The 126-year-old company and last original member of the Dow Jones Industrial Average was dropped from the index on Tuesday and will be replaced with drugstore chain Walgreens Boots Alliance Inc. GE's place on the benchmark index had been an open question for some time now as as a drumbeat of earnings disappointments and poor capital-allocation decisions battered its stock and left it with a cash crunch that’s put its dividend in jeopardy yet again. But even after everything GE has been through, the booting from the benchmark has to sting.
It's particularly painful that GE was replaced not by a technology upstart like Facebook Inc., as some had speculated, but by a staid company founded in 1901, just nine years after itself. I mean, no offense, but Walgreens, really? The ultimate relevance of a company's inclusion in the Dow to its stock price is debatable, but the symbolism is palpable. The GE of old -- that embodiment of American industry and managerial know-how -- arguably died a while ago, but this decision puts the nail in the coffin.
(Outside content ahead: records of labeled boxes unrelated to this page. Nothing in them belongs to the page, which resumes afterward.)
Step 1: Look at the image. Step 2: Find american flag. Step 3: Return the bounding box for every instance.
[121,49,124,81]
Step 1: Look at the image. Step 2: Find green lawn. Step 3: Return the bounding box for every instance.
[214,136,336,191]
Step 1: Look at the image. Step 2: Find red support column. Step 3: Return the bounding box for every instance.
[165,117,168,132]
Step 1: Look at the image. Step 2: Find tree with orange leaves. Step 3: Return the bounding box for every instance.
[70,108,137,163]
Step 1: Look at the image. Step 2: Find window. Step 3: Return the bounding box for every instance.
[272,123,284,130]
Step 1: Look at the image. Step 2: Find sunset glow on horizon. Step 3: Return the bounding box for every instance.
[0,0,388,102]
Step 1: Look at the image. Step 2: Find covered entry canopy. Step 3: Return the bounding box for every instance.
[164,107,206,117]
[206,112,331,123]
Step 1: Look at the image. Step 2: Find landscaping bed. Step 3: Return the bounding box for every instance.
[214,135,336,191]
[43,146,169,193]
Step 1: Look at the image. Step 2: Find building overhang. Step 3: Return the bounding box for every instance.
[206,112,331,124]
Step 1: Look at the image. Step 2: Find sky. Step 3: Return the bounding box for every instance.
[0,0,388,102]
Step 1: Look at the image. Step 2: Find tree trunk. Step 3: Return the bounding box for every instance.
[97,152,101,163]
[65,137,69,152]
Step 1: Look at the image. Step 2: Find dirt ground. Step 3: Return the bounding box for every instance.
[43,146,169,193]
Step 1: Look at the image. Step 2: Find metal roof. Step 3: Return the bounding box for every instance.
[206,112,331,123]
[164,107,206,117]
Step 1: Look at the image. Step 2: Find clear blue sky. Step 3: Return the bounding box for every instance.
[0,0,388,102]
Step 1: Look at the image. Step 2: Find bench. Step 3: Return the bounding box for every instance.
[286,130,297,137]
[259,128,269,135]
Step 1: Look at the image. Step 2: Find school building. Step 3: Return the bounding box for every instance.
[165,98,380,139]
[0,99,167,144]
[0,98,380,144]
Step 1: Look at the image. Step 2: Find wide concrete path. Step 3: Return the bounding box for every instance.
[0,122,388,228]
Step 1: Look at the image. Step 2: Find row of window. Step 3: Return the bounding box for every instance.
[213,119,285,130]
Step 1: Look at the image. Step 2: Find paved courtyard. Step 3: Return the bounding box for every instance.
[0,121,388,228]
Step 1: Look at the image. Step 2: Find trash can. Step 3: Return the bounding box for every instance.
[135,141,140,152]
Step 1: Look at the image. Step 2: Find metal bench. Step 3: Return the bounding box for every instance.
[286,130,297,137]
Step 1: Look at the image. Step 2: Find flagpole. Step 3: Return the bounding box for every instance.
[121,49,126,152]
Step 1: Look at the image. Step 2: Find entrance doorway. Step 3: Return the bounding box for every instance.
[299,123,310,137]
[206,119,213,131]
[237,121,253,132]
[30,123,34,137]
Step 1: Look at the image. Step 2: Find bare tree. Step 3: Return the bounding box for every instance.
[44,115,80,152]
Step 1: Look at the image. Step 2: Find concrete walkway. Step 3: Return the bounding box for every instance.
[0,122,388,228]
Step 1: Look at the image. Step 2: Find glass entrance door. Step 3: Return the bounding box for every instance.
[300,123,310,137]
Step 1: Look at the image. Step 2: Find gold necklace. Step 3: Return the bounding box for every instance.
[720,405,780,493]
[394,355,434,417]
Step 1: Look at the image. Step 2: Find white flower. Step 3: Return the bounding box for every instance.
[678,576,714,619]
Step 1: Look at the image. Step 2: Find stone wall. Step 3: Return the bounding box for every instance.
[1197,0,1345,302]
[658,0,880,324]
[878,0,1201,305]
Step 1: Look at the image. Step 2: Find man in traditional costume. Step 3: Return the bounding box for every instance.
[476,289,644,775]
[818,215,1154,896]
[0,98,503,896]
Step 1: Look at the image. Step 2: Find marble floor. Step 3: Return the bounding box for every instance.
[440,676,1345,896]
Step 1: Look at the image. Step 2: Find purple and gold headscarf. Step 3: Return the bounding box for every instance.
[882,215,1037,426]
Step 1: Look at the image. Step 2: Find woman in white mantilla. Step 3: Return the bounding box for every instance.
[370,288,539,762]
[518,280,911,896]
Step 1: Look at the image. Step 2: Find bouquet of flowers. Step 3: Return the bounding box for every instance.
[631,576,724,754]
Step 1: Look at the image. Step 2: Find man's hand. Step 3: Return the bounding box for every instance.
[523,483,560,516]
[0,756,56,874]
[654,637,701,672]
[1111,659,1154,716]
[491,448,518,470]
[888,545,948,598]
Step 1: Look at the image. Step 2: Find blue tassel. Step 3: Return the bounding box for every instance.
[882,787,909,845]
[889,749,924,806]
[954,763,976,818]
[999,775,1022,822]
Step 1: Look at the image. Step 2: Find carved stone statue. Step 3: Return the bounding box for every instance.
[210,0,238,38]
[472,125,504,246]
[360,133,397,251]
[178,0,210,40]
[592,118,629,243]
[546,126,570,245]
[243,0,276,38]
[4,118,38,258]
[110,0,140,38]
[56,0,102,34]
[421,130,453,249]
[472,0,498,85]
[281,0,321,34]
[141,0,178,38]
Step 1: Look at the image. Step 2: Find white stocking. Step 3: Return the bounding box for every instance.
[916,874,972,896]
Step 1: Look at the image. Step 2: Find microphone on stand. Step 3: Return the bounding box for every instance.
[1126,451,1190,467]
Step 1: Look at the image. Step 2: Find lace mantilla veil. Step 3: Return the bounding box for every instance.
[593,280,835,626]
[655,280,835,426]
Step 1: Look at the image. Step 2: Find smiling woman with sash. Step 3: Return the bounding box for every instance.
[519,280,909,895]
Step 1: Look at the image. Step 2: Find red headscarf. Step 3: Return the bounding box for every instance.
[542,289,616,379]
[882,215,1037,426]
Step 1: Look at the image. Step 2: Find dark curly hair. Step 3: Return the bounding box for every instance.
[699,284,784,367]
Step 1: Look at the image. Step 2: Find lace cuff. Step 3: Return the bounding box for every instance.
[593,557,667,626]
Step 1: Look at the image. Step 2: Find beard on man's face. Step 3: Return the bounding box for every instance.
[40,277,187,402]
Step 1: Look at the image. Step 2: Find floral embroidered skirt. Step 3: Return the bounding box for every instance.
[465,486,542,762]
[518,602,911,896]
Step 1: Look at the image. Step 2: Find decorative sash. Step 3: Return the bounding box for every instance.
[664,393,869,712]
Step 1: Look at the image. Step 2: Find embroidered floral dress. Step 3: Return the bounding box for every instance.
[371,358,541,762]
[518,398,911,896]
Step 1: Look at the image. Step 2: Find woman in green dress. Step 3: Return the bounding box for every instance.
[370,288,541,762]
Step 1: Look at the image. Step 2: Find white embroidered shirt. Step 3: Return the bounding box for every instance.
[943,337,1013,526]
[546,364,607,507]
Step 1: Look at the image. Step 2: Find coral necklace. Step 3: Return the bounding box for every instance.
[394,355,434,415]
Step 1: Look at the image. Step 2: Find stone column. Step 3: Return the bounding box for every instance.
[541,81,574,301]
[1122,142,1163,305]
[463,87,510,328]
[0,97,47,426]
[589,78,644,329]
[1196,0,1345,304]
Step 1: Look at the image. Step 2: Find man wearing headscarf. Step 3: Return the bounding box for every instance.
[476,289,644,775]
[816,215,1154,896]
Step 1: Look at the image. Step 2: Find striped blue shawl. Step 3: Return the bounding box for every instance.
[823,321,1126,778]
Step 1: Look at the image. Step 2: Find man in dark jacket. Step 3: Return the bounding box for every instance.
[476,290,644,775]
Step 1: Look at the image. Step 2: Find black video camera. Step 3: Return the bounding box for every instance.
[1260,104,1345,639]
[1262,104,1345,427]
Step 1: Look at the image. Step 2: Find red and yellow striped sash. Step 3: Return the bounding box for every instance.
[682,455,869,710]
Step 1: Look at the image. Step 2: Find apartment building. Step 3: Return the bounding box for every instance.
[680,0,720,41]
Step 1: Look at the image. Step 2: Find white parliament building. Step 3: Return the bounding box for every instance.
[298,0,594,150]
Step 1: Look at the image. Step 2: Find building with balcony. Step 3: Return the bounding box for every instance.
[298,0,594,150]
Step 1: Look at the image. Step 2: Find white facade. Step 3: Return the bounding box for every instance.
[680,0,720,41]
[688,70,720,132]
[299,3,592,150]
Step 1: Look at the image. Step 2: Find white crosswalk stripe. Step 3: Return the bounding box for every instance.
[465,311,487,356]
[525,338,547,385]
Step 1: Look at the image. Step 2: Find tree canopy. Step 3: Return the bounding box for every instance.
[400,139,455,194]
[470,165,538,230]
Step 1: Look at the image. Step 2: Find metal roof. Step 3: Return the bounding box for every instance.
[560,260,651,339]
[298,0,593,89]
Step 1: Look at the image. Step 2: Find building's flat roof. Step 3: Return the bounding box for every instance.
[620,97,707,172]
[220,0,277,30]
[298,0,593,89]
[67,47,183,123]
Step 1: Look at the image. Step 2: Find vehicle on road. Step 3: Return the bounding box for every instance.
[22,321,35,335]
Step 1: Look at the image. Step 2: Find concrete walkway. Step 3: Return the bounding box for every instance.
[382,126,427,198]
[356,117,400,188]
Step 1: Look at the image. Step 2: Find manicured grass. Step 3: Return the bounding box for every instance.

In a way, that should be kind of freeing for Flannery as he contemplates GE's future and the appropriate structure for its myriad businesses. I've wondered before whether he might be held back by GE's historical identity and the inherent difficulties of reshaping an institution that molded him over a more than 30-year career. I don't think it's a good thing that GE was dropped from the Dow, but it’s one less shackle to the past that might discourage Flannery from undertaking a complete top-to-down rethinking of its identity. That's really what this company needs. Part of the reason GE is in this mess is that it was allowed to rest for far too long on past laurels.
Flannery has announced some asset divestitures, the biggest of which is an agreement to merge GE's transportation unit with Wabtec Corp. at an $11 billion valuation. But he’s going to have to come up with bigger moves to raise cash and fend off a credit-rating downgrade. The CEO now has a cleaner path to do something radical, including a full-blown breakup that would see GE's main businesses stand alone. There really is little reason for them to stand together anymore.
The timing of the Dow decision strikes me as interesting. GE shares had fallen for five straight days, extending its decline over the past year to 55 percent. It had become a mere rounding error on the Dow, which is a price-weighted index. But changes to the membership list are made via a committee, rather than a rules-based process, and some GE watchers felt that the committee would give the company the benefit of time to sort itself out given its historical significance. It looks like the committee, like many investors, got tired of waiting.